New Policy Proposals Presented

03/12/2019

Three new policy proposals were presented for discussion and analysis on LACNIC’s Policy List and also at the Policy Forum to be held during the upcoming event in Cali, Colombia on 4-8 May next year.

The first of the proposals under discussion seeks to eliminate the obligation for an entity – whether an ISP or an end user – to return a block of IPv4 addresses assigned by their provider when it receives an address assignment directly from LACNIC. Today, the policy manual specifies that those who request addresses directly from LACNIC must return the addresses they have been assigned by their providers within a period of twelve months.

The second proposal suggests eliminating the ASN requirement for end users. Currently, when an end user requests an address block, they have to announce the block from their own ASN. The policy proposes eliminating this requirement.

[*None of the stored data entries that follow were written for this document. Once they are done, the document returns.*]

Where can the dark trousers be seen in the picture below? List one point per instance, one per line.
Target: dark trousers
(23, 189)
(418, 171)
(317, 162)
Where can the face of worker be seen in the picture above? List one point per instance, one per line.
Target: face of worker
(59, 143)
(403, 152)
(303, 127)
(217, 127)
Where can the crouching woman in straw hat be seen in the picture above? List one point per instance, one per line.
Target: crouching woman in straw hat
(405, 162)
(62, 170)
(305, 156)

The third policy proposal applies to the address blocks or resources held by LACNIC and which have not yet been used. Under this proposal, LACNIC would issue ROAs with origin ASN 0 for address blocks that have not yet been allocated/assigned, in which case any BGP announcement for prefixes contained in such blocks would be classified as invalid and dropped by routers implementing Route Origin Validation (ROV).

Likewise, of the nine policy proposals analyzed at the Policy Forum in Panama, three have already reached consensus: IPv4 Mergers, Acquisitions, Reorganizations and Relocations; IPv6 Mergers, Acquisitions, Reorganizations and Relocations; and ASN Mergers, Acquisitions, Reorganizations and Relocations.